Graessley was born on Sept. 10, 1933, in Muskegon, Michigan. He graduated from the University of Michigan with bachelor's degrees in chemistry and chemical engineering in 1956 and received his doctorate from the university in chemical engineering in 1960. After working as a senior chemist for the Air Reduction Co., he became a professor of both chemical engineering and of materials science at Northwestern University. After 19 years at Northwestern, Graessley returned to private industry to work as a senior scientific adviser at Exxon Corporate Research Laboratories. He joined the Princeton faculty as a professor of chemical engineering in 1987. Among many honors, Graessley was a member of the National Academy of Engineering and he received the Bingham Medal from the Society of Rheology and the Polymer Physics Prize from the American Physical Society.

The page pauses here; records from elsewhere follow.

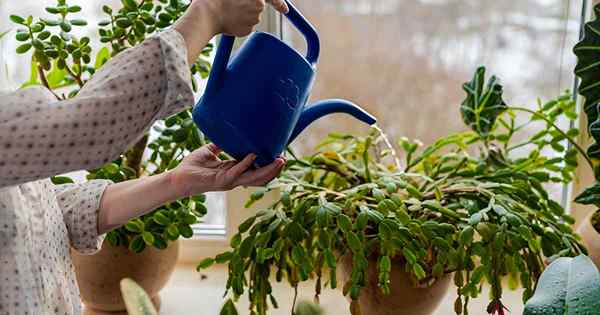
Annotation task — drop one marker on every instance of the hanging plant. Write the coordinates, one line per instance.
(480, 217)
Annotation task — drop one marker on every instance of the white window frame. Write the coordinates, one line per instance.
(210, 240)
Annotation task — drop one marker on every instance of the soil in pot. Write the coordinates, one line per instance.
(99, 275)
(591, 237)
(404, 299)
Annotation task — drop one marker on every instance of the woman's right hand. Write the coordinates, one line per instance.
(239, 17)
(205, 19)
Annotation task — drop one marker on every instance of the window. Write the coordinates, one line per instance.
(405, 61)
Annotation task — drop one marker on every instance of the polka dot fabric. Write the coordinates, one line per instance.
(41, 137)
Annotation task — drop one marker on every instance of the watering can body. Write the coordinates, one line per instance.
(255, 101)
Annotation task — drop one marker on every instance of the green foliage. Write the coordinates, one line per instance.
(136, 299)
(483, 103)
(62, 61)
(568, 286)
(588, 60)
(470, 205)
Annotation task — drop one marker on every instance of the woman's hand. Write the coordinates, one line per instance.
(202, 171)
(199, 172)
(206, 18)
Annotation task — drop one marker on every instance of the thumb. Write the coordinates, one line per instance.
(280, 5)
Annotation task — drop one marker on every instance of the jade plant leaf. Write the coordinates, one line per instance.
(136, 299)
(568, 286)
(2, 34)
(588, 70)
(483, 104)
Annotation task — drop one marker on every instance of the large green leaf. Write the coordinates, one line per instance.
(483, 103)
(569, 286)
(590, 196)
(2, 34)
(588, 70)
(136, 299)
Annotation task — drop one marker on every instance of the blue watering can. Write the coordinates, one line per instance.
(255, 102)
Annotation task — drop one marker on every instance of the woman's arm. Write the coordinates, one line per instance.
(200, 172)
(41, 137)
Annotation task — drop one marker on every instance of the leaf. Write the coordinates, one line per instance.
(102, 57)
(590, 196)
(4, 33)
(228, 308)
(568, 284)
(61, 180)
(148, 238)
(205, 264)
(17, 19)
(137, 301)
(483, 103)
(23, 48)
(588, 70)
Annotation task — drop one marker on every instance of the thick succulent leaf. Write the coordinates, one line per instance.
(588, 70)
(569, 286)
(136, 299)
(483, 104)
(4, 33)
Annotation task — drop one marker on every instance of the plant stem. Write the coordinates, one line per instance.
(45, 82)
(574, 143)
(135, 154)
(76, 77)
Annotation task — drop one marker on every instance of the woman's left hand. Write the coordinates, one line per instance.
(202, 171)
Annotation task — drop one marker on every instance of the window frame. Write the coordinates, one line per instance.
(204, 245)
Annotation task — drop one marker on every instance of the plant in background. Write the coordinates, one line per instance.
(482, 216)
(568, 286)
(588, 55)
(63, 63)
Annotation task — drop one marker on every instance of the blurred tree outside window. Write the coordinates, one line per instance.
(405, 60)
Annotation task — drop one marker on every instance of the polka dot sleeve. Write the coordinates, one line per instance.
(41, 137)
(80, 204)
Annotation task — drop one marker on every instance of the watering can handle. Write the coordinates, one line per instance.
(309, 32)
(225, 48)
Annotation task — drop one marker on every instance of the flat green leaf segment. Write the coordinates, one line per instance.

William Schowalter, the Class of 1950 Professor of Engineering and Applied Science, Emeritus, and a colleague, described Graessley as a careful researcher who merged insights gained from his time in industry and academia. He said Graessley had left Northwestern at a time when Exxon was building a leading research lab in New Jersey and offered opportunities not typically available at universities.

"He was a better researcher because of his time at Exxon and at Northwestern," Schowalter said. Personally, he said, Graessley was a private man and a dedicated scholar. "He was a wonderful colleague."